During my last PeerSphere Peer Learning Community meeting for New Middle Leaders, a member shared that her greatest success this year was leading her Early Years team to be more collaborative. Previously, this team wasn’t formally organized, so she was working from a completely clean slate.
Upon being appointed to the role she quickly went to work organizing the team and as she put it, ‘cutting through all the administration to ensure greater clarity for what was expected in the classroom’. Unfortunately, the year level leader positions are being removed for budgetary reasons, which left our community with a dilemma to debate:
- Without any incentive, why should anyone assume the administrative responsibilities and facilitate collaborative work?
- Is it acceptable to return to the prior state where teachers had no collective efficacy or incentive to collaborate?
- Would she or a colleague continue to invest the time to ensure teachers feel supported and promote collaboration?
- Could the teachers’ stomach ‘quietly quitting’ knowing it is the student’s that suffer?
For anyone that would argue you don’t need a leader, read my book. Getting adults to work together interdependently to achieve a shared task is a lot of work. Not just because of the disparate experience and needs of team members, but also the conflict that surfaces when teachers challenge practices and pedagogy. Very few teams can function without a leader, especially when we consider how transient international school teaching teams are.
Conversely, this past weekend was an emotional roller coaster for me. After 12 years of serving as ACAMIS’s Contracted PD Coordinator and Leadership Facilitator I was brought on stage at the ACAMIS Spring Leadership Conference and given a Long Service award.
ACAMIS doesn’t pay me. For 12 years I was only remunerated if schools registered for the programs I coordinated or facilitated. Fortunately, during those 12 years, I successfully coordinated 110 programs for over 5100 teachers and non-teaching staff. We only cancelled 3 programs during that whole period, which were in-person programs scheduled during Covid.

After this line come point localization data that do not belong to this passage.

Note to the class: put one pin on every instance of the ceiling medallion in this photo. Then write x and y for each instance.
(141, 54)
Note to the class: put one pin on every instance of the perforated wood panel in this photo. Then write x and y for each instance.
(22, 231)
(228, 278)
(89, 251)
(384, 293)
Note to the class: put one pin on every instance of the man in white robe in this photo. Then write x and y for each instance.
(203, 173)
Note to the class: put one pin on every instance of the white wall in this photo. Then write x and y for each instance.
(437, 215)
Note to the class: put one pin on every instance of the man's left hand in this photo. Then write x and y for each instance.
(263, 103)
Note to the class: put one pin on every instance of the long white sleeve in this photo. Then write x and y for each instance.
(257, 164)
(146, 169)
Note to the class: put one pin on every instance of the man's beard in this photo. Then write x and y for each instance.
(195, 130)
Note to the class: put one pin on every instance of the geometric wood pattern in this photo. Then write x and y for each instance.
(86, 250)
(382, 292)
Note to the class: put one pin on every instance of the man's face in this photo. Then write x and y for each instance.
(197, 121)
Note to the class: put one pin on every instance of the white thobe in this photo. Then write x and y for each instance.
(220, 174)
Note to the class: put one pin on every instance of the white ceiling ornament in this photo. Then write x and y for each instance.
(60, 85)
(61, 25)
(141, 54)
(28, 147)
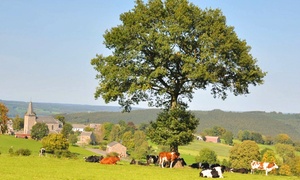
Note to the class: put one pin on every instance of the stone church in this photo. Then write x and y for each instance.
(30, 119)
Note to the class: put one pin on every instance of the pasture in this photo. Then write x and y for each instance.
(48, 167)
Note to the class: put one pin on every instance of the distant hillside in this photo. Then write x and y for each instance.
(47, 109)
(265, 123)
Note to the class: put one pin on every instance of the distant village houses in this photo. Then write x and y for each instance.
(30, 119)
(116, 147)
(214, 139)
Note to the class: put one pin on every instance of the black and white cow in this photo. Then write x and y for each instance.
(240, 170)
(93, 158)
(200, 165)
(215, 172)
(179, 162)
(152, 159)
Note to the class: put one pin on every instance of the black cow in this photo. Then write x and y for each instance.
(93, 158)
(214, 165)
(133, 161)
(179, 160)
(240, 170)
(200, 165)
(42, 152)
(215, 172)
(152, 159)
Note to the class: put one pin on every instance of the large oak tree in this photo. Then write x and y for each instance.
(163, 51)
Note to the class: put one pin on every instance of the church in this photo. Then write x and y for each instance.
(30, 119)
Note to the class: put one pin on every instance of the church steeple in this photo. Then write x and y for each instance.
(30, 110)
(29, 119)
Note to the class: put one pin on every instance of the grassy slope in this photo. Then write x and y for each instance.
(35, 167)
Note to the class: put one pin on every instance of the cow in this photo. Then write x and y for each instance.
(110, 160)
(133, 161)
(214, 165)
(265, 166)
(167, 157)
(152, 159)
(179, 162)
(200, 165)
(42, 152)
(240, 170)
(215, 172)
(93, 158)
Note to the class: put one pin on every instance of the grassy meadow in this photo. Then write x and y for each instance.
(35, 167)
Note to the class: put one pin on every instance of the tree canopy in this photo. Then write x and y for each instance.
(163, 51)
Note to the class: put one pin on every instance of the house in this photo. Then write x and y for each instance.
(30, 119)
(86, 138)
(214, 139)
(116, 147)
(78, 127)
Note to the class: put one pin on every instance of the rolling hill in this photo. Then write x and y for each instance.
(266, 123)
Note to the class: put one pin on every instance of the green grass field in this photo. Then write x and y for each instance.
(35, 167)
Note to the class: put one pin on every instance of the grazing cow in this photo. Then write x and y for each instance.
(93, 158)
(214, 165)
(133, 161)
(110, 160)
(240, 170)
(195, 165)
(179, 162)
(215, 172)
(42, 152)
(265, 166)
(167, 157)
(152, 159)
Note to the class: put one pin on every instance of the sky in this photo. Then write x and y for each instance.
(46, 48)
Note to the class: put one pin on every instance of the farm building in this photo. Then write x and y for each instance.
(78, 127)
(116, 147)
(214, 139)
(86, 138)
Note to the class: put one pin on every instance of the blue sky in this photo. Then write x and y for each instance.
(46, 48)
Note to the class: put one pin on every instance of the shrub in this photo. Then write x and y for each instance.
(65, 154)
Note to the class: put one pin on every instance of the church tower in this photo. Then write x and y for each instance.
(29, 119)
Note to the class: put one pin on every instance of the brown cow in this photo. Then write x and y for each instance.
(167, 157)
(263, 166)
(110, 160)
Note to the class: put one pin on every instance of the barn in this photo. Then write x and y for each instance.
(116, 147)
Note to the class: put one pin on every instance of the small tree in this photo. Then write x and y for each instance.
(207, 155)
(39, 130)
(66, 130)
(286, 151)
(228, 137)
(283, 139)
(54, 142)
(242, 154)
(18, 123)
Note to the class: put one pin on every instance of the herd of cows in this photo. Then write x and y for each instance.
(173, 159)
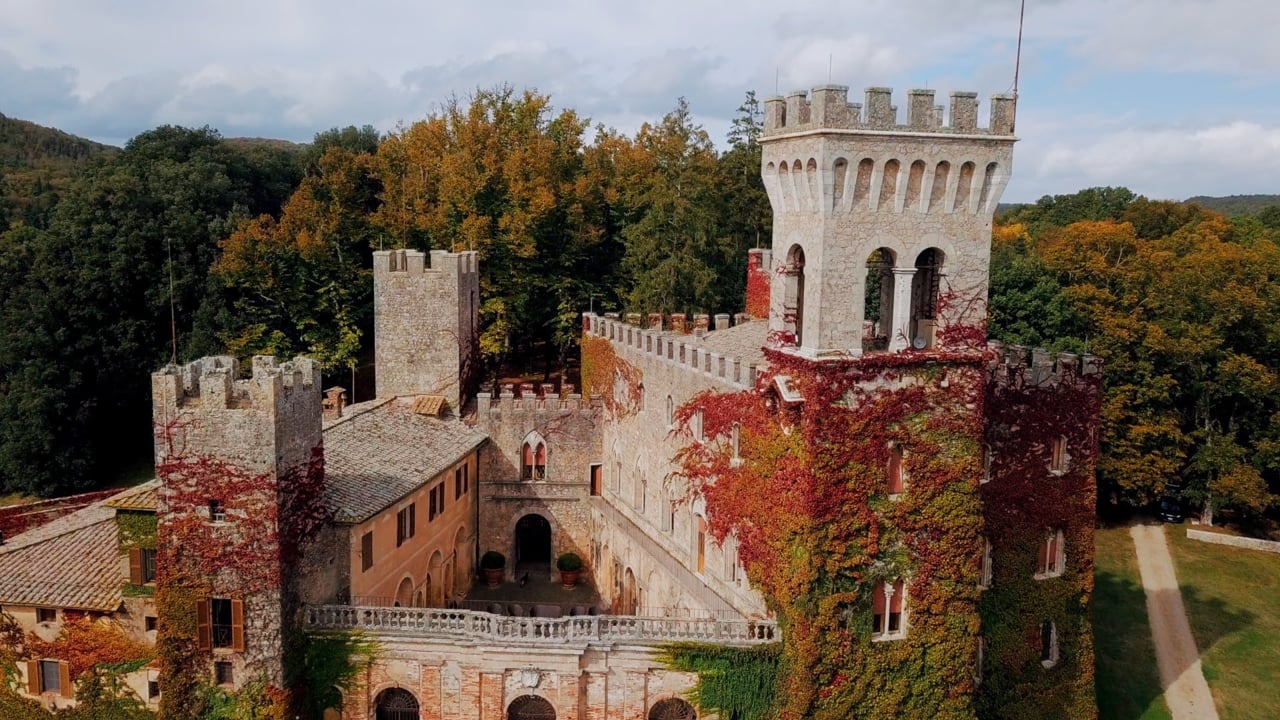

For 12 years I worked hard to consult member schools, conceptualize programs, coordinate logistics and promote programs without the promise of any reward. That’s not true, there was always a reward, regardless if my programs succeeded. This is what I wanted to share with my community member last night, but the time and place wasn’t appropriate.
The reward is not the remuneration, release time or title. The reward is being seen. Ultimately, being seen can translate into monetary rewards or promotion opportunities. Being seen, though, often requires an accumulation of the work we have done in service of others. For me, I always trusted that if I put our member schools first, in return I would develop rapport and trust that would lead to other opportunities. If it wasn’t for ACAMIS, I never would have established myself in the Middle Leadership space.
This said, I never entered the relationship with ACAMIS with this plan in mind. Over a period of 6 years and after a lot of frustration and disappointment, I began to assert myself in a space no one else filled. I created a narrative for the great work being done in that space and I learned how to share the narrative with a broader audience. That narrative became my book and eventually middleleader.com.